Tell me this story isn't true. Please.
A former NFL tight-end, now Pee Wee football coach, beat a father who came to pick up his son after practice, and put him in the hospital.
That's Jeremy Brigham, pictured right, with John Madden, and solo below. Brigham was a tight-end for the Oakland Raiders from 1998 to 2002. Now he's a coach for a Pee Wee Football team of 10 and 11-year-olds in Pleasanton, Ca.
SUCH WONDERFUL ADULT ROLE MODELS
The last time I wrote an Ethic Soup post about an altercation between the coach of a kids' team and a dad, it was the dad who sucker-punched the coach. That's when I added a page on Sports Parents' Code of Ethics and a page on Little League Parents' Pledge.
But this time, it's the other way around.
Brigham sent a dad to the hospital after beating on him. Yes, this ex-pro football player, who is 6-6 and whose playing weight was 255 pounds, was unhappy with Scott Haggerty, a father and formerly assistant coach of his son's Pee Wee team. By the way, Brigham is 34 years old, while Haggerty (pictured left), a greying Alameda County Supervisor looks anywhere from 20 to 30 years older. They look as if they could be father and son.
According to San Francisco Chronicle columnists Matier & Ross, the Brigham's pee wee Cowboys team walloped their opponent, 38-0 last weekend.
At a coaches meeting the following day, the losing coach walked up to Brigham and joked, "Haggerty gave me all your plays."
IT WASN'T LITERAL, YAHOO
Of course, were that true the score would have been turned around. But still, Brigham took this comment literally, or perhaps it just provided him with an excuse to plow into Haggerty. Which he did, the next day when Haggerty showed up at the football field to pick up his kid from practice.
"The next thing he knew," Matier & Ross report Haggerty saying, "Brigham had knocked his BlackBerry from his hand and was pulling him over a 4-foot-fence as he punched him on the back of the head."

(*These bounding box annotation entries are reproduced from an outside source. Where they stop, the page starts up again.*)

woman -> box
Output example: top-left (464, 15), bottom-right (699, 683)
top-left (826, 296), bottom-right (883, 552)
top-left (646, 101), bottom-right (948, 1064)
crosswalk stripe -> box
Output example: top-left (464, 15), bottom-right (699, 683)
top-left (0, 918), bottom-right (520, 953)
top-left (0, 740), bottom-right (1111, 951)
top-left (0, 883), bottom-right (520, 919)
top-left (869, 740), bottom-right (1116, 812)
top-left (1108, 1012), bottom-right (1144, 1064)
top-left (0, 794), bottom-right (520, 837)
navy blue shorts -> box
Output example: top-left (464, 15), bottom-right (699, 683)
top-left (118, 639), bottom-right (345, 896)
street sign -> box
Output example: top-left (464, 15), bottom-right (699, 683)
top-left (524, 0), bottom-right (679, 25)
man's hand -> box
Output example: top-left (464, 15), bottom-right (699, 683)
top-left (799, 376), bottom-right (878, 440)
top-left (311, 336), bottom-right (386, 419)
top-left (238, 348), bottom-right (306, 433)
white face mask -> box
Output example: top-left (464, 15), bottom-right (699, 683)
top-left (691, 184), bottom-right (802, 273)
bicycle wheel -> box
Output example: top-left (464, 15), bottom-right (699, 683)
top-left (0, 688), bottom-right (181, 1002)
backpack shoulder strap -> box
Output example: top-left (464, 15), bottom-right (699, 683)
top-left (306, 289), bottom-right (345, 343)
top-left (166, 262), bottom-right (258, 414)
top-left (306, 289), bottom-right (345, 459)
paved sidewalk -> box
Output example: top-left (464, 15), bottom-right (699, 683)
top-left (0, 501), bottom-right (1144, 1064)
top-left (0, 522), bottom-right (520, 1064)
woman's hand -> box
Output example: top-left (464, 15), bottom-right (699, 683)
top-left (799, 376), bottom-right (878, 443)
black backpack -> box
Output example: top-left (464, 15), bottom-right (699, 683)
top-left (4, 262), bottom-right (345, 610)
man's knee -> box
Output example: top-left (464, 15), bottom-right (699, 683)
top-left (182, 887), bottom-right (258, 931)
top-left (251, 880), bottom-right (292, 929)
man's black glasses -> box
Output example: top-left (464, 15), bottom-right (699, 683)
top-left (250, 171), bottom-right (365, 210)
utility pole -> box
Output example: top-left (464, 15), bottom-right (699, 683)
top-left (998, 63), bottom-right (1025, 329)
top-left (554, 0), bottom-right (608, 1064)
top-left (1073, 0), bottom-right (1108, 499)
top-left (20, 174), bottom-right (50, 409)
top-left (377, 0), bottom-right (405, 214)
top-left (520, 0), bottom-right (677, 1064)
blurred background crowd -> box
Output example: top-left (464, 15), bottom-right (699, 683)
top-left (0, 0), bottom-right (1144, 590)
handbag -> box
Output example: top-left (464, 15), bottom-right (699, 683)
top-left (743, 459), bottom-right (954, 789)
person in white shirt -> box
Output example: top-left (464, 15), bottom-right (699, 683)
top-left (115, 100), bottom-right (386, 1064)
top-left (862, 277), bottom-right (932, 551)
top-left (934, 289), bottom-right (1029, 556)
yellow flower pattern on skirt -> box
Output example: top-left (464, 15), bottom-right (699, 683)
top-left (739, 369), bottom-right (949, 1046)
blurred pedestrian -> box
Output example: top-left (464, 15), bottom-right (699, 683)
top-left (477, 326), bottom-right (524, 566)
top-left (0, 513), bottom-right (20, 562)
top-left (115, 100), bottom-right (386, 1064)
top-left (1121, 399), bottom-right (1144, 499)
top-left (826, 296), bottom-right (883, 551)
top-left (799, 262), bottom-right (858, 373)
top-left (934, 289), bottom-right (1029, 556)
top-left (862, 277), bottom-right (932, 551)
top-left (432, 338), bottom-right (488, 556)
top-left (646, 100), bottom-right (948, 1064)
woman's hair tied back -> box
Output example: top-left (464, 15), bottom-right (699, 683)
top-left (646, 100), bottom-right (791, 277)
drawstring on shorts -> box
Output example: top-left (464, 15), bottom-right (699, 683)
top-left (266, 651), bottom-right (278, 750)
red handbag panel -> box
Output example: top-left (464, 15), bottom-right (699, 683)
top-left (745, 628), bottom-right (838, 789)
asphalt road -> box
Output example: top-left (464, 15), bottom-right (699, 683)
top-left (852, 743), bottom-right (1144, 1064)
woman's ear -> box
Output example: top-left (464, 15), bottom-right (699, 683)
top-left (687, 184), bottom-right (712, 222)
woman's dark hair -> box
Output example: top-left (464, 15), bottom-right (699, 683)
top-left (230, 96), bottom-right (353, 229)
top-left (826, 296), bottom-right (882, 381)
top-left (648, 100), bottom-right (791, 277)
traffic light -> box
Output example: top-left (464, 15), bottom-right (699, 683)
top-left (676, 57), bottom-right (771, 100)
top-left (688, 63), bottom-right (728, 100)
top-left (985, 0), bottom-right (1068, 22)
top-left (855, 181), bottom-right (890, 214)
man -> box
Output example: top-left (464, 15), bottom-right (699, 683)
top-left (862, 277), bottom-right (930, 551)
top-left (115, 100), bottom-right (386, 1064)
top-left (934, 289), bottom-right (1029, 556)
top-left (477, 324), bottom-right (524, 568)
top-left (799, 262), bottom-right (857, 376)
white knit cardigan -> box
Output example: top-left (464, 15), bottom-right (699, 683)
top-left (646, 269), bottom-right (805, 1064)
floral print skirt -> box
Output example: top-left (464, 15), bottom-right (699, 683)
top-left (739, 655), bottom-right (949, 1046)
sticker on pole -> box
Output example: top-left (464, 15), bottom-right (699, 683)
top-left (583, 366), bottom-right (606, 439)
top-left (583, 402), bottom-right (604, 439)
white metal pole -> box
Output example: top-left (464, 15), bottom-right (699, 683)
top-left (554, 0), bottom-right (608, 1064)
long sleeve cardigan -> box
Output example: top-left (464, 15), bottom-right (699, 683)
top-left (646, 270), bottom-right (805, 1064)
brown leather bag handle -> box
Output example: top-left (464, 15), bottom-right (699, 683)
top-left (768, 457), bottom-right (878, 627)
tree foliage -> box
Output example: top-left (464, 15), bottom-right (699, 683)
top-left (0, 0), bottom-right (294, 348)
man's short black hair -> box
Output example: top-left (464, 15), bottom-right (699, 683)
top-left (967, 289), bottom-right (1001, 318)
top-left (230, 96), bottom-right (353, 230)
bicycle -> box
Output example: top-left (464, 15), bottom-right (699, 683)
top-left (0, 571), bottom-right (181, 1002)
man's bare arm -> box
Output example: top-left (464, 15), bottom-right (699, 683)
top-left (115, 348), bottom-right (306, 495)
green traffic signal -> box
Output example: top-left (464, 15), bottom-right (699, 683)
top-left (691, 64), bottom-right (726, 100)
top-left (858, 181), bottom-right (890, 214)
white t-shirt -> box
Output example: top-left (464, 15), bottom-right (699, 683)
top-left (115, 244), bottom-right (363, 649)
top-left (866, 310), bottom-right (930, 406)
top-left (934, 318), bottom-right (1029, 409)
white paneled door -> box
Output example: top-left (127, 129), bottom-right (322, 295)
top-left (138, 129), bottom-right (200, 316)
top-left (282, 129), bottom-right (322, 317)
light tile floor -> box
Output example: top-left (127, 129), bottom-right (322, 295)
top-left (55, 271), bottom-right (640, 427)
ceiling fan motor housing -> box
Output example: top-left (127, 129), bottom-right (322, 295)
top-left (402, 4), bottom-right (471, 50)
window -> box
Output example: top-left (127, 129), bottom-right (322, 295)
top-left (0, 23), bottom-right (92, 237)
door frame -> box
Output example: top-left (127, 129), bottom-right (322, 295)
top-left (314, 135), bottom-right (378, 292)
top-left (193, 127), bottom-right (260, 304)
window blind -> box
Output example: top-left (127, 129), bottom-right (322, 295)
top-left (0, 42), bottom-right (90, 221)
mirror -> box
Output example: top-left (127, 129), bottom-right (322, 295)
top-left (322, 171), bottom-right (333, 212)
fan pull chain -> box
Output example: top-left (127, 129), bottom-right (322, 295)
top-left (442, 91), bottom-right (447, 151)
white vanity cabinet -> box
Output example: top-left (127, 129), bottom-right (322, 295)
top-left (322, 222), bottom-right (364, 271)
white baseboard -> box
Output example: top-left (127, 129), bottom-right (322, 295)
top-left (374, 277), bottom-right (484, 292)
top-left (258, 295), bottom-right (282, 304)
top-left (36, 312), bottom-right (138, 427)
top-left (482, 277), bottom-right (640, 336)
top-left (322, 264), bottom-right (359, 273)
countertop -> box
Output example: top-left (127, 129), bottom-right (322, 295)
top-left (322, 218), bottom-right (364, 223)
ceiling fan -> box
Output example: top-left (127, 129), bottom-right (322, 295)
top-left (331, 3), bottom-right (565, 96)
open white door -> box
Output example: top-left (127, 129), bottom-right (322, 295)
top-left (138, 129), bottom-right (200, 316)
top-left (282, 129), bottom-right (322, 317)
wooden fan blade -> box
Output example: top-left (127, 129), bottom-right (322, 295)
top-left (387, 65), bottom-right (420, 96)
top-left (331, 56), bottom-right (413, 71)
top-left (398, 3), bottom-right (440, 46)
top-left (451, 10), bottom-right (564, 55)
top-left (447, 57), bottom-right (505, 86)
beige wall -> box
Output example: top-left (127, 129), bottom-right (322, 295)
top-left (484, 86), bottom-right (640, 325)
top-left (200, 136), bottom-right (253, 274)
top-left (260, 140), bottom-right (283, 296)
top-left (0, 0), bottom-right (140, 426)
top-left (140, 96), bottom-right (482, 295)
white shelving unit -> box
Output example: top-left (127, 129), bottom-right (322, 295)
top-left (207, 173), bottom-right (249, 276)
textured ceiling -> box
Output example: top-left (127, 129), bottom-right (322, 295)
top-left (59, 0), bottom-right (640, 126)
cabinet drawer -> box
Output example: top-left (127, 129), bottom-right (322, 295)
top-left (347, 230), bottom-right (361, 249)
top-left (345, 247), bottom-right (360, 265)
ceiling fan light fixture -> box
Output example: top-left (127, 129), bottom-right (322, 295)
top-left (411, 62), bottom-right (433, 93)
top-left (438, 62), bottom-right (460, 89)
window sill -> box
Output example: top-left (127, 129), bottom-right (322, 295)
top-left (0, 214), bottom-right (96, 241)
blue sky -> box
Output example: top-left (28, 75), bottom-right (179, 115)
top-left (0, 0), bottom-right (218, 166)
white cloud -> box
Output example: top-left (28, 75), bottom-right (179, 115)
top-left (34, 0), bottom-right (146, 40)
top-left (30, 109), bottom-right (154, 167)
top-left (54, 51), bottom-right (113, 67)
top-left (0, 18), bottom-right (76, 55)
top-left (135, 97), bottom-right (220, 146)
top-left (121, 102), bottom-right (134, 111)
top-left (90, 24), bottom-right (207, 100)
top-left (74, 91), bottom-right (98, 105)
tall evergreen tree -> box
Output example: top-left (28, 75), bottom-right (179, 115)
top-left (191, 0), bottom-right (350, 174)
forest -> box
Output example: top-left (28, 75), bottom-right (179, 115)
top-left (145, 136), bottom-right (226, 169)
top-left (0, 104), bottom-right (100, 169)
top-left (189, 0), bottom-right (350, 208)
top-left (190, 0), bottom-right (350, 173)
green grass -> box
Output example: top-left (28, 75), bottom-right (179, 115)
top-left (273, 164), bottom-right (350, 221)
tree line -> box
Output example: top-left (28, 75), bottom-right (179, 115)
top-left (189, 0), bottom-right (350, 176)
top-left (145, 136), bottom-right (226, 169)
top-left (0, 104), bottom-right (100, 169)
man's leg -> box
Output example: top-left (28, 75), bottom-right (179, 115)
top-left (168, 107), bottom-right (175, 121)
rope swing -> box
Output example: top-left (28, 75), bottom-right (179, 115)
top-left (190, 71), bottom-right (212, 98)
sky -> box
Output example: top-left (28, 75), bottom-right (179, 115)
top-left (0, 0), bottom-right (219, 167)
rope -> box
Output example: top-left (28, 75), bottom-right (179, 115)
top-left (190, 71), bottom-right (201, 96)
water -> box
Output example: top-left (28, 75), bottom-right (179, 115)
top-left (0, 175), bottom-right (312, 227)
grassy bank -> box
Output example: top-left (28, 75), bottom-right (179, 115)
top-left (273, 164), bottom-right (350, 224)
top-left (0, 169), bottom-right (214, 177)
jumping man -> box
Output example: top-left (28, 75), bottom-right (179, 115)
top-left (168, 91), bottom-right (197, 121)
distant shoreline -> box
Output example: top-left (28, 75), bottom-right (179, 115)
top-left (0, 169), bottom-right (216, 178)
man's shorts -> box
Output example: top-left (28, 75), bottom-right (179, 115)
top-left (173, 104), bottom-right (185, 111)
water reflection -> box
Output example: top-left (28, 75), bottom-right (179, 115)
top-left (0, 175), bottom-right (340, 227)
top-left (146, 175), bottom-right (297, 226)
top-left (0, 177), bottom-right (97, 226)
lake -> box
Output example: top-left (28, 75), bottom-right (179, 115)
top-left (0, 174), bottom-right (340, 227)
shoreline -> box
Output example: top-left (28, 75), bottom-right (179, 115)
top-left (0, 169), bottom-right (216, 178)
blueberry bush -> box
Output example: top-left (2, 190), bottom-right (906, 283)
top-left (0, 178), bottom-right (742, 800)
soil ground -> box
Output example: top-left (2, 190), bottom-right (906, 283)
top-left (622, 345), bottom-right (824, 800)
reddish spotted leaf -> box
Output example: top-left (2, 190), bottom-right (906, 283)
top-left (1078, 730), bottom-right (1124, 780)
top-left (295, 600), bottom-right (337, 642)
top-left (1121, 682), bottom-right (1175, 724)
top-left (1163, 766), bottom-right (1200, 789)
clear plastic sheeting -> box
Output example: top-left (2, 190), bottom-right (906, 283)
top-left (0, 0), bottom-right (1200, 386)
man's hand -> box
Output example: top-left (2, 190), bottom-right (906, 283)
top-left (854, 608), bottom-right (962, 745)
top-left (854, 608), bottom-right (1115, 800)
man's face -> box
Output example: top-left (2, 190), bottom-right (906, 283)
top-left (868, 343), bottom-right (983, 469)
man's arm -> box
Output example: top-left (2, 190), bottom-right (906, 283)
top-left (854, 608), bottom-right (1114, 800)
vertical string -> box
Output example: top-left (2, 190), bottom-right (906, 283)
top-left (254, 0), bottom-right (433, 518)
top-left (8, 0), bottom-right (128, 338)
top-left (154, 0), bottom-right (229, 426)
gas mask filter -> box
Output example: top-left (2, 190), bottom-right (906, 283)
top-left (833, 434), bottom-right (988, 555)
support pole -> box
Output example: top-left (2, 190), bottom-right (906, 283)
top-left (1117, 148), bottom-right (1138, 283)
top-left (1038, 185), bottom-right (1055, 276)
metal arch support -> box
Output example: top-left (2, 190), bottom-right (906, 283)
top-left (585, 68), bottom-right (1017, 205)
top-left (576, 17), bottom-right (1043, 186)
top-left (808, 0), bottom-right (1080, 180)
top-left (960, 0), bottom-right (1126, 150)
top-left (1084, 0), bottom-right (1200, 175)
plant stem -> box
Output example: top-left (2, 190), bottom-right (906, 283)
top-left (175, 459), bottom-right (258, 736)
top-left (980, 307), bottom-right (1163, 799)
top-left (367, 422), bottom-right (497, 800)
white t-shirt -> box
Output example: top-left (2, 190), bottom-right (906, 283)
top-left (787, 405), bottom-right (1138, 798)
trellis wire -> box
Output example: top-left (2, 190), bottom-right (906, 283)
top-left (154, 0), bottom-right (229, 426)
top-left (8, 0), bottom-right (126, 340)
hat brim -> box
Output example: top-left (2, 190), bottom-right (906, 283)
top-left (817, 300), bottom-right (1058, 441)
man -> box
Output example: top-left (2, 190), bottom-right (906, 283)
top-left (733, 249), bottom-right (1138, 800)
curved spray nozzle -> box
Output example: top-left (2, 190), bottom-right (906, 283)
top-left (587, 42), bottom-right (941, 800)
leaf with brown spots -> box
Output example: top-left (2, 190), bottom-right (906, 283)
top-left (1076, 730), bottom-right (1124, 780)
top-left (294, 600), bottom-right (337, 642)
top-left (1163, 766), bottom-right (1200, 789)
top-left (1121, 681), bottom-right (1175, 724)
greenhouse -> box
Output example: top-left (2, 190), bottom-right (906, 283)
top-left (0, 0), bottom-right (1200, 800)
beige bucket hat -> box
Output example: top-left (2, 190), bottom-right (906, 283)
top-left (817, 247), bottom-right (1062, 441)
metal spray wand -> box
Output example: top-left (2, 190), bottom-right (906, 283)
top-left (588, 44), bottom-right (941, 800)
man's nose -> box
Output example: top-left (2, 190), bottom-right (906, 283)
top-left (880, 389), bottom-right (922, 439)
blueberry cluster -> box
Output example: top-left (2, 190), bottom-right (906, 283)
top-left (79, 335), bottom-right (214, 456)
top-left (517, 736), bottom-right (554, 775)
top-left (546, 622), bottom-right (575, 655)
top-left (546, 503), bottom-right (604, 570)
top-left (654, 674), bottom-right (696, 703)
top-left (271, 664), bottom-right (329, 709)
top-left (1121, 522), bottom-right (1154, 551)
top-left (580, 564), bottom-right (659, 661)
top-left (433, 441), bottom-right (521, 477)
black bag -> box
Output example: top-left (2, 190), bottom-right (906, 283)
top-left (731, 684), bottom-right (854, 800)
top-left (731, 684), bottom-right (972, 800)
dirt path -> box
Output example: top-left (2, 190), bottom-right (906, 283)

In one of those stranger-than-fiction incidents, in the Cowboys' next game, Haggerty's son suffered a serious neck injury and had to be airlifted to a hospital. Now, both he and his son are wearing neck braces. Apparently, Brigham was suspended for one game.
OAKLAND RAIDERS' LEGACY
Why does this sound so familiar? Brigham sounds a lot like the Oakland Raiders Coach Tom Cable (pictured left), a big man who hits people who are much smaller than him -- fracturing the jaw of his assistant coach Randy Hanson and hitting his ex-wives and recent ex-girl friend.. The women's separate interviews with ESPN were aired Sunday in which they said Cable physically abused them during their relationships with him.
VIOLENCE IS OKAY, NOTHING WILL HAPPEN ?
But Cable has yet to be punished -- not by the Napa district attorney who refused to charge Cable with a crime for Hanson's injury, not by Oakland Raiders owner Al Davis, not by the NFL commissioner Roger Goodell. The similarity of off-the-field violent behavior that sends their victims to the hospital by Cable and Brigham suggests a legacy of violence for both the NFL and particularly the Oakland Raiders.
KIDS WATCH TV & SIGNS OF APPROVAL
Mothers (and hopefully fathers) don't let your children grow up to be violent men because they watch the pros on TV. You know their hero worship of athletes influences their own behavior. You know it and you have to step in and do something yourselves! You surely can't trust the NFL to do anything.
WHY IS THERE SILENCE?
And the other pro players? Have you noticed how not one has stepped up to say they think this violent off-the-field behavior is wrong? Nope, not a one. Their silence suggests approval.
TO READ "COACHES' CODE OF ETHICS -- National Youth Sports Coaches Assn" CLICK HERE.
While it might seem that somebody punched somebody else in this altercation, the truth is that no one was actually hurt, although Supervisor Haggerty was seen wearing a neck brace, presumably to win sympathy after starting the altercation. It's easy to pick sides, but please interview the witnesses before attempting to harm the head coach of the pee wee football league, who is utterly blameless, and was baited by the county supervisor, who was fired for verbally abusing the youngsters.
Posted by: rrrustee | November 19, 2009 at 09:44 AM
Glad you commented rrrustee. Whenever there is a fight, seldom is anyone "utterly blameless," as you claim for Jeremy Brigham. How do you know all this inside information, you claim as fact? And just because someone wears a neck brace does not mean they are NOT hurt and faking it -- lots of folks wearing the device really are injured. If you have proof that my facts are wrong, please show it.